The best literary criticism engages a text in an intimate, and even erotic, way. In Touch: Sensuous Theory and Multisensory Media, Laura U. Marks calls this “haptic criticism” (ix). When we write about literary texts (especially audiovisual media), “the task is to make the dry words retain a trace of the wetness of the encounter” (x). My experience of Andy Campbell’s “Spawn” is an emotional one, a sensuous one, a flirting with the slimy textures of the image, as my mouth bends around the words and my hand fondles the mouse in an attempt to reach deeper and deeper into the poem. “Spawn” doesn’t frustrate my attempts to read it; the poem doesn’t resist interpretation. Even as the sound acts as a sort of barricade (for me), the constant dance of the image and bite of the text lure me in.
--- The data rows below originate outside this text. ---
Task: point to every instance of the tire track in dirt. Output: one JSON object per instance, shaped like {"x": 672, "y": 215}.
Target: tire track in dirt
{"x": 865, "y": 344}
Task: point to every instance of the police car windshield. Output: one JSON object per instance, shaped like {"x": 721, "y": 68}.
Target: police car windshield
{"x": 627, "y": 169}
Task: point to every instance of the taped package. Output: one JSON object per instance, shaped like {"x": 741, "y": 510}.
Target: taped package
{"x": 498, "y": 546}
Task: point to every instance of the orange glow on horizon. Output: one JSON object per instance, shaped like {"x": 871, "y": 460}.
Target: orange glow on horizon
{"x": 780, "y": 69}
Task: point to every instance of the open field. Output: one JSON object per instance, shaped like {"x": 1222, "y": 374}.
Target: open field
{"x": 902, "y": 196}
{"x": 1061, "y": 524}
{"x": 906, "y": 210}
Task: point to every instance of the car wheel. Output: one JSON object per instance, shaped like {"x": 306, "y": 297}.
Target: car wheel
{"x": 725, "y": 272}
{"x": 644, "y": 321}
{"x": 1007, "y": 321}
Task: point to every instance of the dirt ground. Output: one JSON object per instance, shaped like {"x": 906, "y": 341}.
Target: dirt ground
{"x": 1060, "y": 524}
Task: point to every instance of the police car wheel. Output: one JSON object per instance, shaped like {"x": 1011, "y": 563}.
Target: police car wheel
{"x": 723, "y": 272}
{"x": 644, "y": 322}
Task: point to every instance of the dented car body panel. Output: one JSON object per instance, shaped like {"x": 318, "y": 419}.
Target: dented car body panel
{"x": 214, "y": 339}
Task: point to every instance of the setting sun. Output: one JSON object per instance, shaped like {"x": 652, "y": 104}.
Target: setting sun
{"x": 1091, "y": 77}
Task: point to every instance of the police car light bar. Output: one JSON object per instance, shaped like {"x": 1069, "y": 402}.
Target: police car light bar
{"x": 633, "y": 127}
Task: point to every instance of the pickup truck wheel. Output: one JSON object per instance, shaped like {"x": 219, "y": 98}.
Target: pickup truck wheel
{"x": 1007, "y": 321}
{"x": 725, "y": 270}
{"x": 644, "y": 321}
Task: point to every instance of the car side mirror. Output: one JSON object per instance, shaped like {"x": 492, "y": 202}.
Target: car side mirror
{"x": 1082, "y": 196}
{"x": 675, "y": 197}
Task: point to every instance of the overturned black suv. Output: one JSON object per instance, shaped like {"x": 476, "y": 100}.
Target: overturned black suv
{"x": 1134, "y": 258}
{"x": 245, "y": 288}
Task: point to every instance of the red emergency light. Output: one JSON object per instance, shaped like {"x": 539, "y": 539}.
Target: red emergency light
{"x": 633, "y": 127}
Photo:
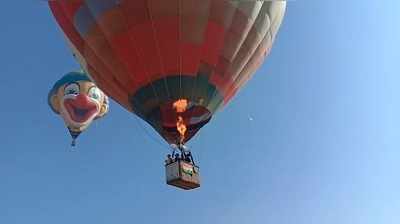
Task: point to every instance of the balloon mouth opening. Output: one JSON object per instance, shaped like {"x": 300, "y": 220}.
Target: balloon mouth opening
{"x": 179, "y": 126}
{"x": 80, "y": 113}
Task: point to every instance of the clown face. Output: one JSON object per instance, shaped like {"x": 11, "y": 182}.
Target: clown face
{"x": 79, "y": 103}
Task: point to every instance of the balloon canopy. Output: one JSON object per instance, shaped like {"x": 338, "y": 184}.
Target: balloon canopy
{"x": 174, "y": 63}
{"x": 78, "y": 101}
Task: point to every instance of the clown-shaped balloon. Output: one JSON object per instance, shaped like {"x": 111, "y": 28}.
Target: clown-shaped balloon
{"x": 78, "y": 101}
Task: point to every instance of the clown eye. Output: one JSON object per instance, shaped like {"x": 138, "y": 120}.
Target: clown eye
{"x": 71, "y": 89}
{"x": 94, "y": 93}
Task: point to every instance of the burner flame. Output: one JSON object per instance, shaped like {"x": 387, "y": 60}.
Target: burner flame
{"x": 180, "y": 106}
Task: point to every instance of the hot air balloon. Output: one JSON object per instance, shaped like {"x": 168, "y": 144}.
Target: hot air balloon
{"x": 78, "y": 101}
{"x": 174, "y": 63}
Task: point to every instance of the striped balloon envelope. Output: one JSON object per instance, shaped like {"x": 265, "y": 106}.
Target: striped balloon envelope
{"x": 173, "y": 63}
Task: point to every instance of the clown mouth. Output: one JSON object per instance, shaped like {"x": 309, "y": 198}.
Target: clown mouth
{"x": 79, "y": 113}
I find myself edging closer to the screen, as if I could read the poem with my fingers.
Campbell writes, “everywhere i look i see ceiling / arms reach from radiators / rugs o o o shelves o o o plaster / between forefinger and thumb / a blue needle pinched / aching.” “Spawn” is contained on the screen within a small frame, its size determined by the resolution of each reader/viewer’s computer monitor. It’s a closed frame; i.e., nothing ever crosses its edge. The poem is on the inside of the frame, and the rest of the world outside the frame is just blackness, suggesting there is no rest of the world beyond this one surface, this one upside-down jar. There is no option within “Spawn” to make the poem appear full screen, so it is framed again by the browser window, and again by the bezel of the monitor. Again, nothing from within the poem crosses these edges. It is contained, a world with nothing but “ceiling” on all sides.
Still, as I’ve described, my experience of the poem is not consistent with this. Even though I can’t, I do feel as though I could (or do, at least figuratively) reach into the frame (like the “arms reach[ing] from radiators” that Campbell describes). No matter how closed the world of the poem appears, the content of the poem suggests the possibility of an open frame, the possibility of an open container. The upside-down jar looks, at first, to be sealed; the dancing black pods inside are unable to escape. However, there is a viscous liquid spreading out (and bubbling with decay) on the surface beneath the jar, suggesting that only the jars solid inhabitants are contained. And, even these inhabitants have found ways to escape: “rugs o o o shelves o o o plaster,” and there they are outside the jar, little circular pods, “o o o,” dancing amidst the furniture and even inside the “plaster” of the apparently impenetrable walls. The little “o”s are also in our hands, “between forefinger and thumb”; and their bite is like the poke of a “needle,” which breaches our skin, a closed frame that won’t stay closed. In the world of “Spawn,” the frame is permeable, walls are permeable, skin is permeable.